The Minnesota band's music has been described as "slowcore" or "sadcore," but it's not about speed or emotional state so much as making the most out of every single sound. Each carefully placed Low note stands on its own. Sparhawk and Sally push the delays, reverb and tremolo effects on their guitars and keyboard, while Parker softly taps a floor tom, a cymbal and a snare with brushes. Sparhawk and Parker, who have known each other since elementary school and been married six years, blend their tender and crystalline voices perfectly and sustain notes as if they were suspended in amber.

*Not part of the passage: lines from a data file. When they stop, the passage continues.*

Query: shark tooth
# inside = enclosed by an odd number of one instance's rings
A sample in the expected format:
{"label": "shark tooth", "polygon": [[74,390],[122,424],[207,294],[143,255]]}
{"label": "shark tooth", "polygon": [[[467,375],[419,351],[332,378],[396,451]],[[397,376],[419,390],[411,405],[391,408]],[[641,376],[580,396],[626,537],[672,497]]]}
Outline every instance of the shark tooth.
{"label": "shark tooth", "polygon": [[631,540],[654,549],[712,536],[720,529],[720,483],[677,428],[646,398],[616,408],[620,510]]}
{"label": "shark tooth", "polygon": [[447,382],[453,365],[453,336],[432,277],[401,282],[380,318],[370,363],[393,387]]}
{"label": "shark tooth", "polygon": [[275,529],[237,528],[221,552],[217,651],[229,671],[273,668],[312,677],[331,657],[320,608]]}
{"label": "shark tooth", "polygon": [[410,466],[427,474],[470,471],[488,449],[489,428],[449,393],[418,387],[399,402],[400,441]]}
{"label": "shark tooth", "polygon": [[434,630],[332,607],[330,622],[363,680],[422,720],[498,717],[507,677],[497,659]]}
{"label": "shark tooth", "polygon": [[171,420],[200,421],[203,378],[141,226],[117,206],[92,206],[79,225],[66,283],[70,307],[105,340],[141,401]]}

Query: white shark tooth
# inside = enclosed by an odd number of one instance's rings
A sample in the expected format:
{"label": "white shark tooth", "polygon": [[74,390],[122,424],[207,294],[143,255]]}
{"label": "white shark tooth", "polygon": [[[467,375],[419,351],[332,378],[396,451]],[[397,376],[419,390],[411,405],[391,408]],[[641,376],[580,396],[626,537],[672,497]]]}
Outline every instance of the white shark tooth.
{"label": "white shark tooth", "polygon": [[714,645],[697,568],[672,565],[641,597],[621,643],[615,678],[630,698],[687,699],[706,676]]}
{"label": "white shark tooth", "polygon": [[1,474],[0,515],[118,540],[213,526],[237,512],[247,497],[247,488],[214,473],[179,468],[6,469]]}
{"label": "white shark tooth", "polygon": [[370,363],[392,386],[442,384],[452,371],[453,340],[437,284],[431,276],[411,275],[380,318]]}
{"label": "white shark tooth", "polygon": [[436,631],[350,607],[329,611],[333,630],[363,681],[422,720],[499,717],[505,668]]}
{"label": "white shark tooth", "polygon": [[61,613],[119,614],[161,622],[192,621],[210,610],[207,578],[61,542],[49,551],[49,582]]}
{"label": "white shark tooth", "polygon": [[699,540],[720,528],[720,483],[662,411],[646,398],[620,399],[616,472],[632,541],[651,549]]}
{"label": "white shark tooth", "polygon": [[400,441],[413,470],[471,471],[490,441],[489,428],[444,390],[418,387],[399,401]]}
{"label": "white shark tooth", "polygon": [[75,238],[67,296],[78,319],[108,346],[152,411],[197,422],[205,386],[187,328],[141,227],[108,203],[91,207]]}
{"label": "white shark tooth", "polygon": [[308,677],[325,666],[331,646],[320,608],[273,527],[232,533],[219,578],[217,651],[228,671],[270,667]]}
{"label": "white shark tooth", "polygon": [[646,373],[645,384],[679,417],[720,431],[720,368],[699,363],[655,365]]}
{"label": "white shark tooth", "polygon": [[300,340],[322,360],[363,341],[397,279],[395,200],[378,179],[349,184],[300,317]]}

Low's 1994 debut, I Could Live in Hope, is still quite possibly one of the most romantic discs ever recorded. Last year's remix album, Owl, featured tricked-out trance and dance versions of some of their earlier songs. Their most recent CD, Secret Name, released through Kranky out of Chicago, was produced by the now legendary Steve "Smells Like Teen Spirit" Albini, and expands (but maintains) the Low sound into more orchestration, with timpani, strings and piano.
Listening to Low on CD is completely absorbing, as soothing as floating in the womb. But its unique live shows have inspired a Grateful Dead-like legion of fans obsessively trying to record and trade them. It seems that being quiet has gotten Low lots of attention -- even from the rowdiest of Rudyard's regulars.